Josh’s smile fades. Despite the icy fingers of the lake, my neck is hot and itchy under the wool scarf. I lean forward on my toe pick and take a step toward the edge, but the wind hits me again, throwing me off balance. My feet skid, skates connecting with Josh’s in a clash of metal.

For the second time in five minutes, the two of us are laid out like a car wreck, that dumb seagull and his motley friends whooping it up on the ice around us.

Stupid birds. Don’t you know it’s winter?

“Okay, the first crash was my fault,” Josh says, standing and pulling me to my feet. “But this one was
all
you. Think you’re okay to work?”

“No choice. Time to frost the cupcakes.”
Time to frost the cupcakes?
Concussion confirmed. No way I’d say something like that to the hockey boy without some sort of head injury. I’ve
got
to get out of here.

“Cupcakes, huh?” Josh nods appreciatively. “Okay. But I’m walking you out.”

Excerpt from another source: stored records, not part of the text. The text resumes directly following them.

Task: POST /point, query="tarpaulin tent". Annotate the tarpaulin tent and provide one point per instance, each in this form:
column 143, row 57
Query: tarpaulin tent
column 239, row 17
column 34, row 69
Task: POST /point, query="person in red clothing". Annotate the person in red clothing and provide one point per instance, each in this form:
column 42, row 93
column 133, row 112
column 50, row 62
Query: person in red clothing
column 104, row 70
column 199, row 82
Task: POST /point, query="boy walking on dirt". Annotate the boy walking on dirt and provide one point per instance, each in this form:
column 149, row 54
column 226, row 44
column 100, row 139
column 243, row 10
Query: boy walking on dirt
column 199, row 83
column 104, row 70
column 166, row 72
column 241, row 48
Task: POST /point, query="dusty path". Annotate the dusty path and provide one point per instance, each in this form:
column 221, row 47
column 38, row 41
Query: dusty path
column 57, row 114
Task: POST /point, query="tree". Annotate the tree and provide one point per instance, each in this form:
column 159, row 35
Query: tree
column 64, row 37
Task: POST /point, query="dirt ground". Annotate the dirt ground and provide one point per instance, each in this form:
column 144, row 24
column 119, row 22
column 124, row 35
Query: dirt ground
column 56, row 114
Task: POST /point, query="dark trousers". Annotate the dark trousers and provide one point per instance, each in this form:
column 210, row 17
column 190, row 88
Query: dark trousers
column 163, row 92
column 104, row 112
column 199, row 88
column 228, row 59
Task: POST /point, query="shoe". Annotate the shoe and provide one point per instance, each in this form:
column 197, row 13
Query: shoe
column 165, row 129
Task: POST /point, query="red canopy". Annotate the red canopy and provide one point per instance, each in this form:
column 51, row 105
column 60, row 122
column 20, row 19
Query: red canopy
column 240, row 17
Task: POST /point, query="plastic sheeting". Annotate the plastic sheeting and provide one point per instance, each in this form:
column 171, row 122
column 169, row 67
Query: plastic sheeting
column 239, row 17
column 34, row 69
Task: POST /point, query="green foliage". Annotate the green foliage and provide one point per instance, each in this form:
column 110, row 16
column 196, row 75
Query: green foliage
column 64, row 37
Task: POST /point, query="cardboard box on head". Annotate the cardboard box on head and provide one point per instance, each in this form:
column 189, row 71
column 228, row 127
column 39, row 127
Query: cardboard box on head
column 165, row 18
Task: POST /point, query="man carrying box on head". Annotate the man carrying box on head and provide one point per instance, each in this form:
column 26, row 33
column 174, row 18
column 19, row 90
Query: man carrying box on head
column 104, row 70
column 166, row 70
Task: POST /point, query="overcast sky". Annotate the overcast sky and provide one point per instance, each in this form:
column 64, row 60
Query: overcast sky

“You just got here. You should stay and skate.” I check out his scuffed black hockey skates. They’re not new, but they’re definitely good quality. Sturdy. Probably fast. “At least until the storm hits.”

“Nah. I’ve had enough crashing and burning for one day. Besides, someone has to look out for you, Avery. You’re dangerous.”

My breath catches in my chest and my heart speeds up again, but he doesn’t seem to notice. He just smiles and puts his arm around me, one hand on my elbow as he guides me off the ice. He trades his skates for boots and I follow suit, slipping rubber guards onto my blades and wrapping them safely in a plastic Fresh ’n’ Fast bag in my backpack.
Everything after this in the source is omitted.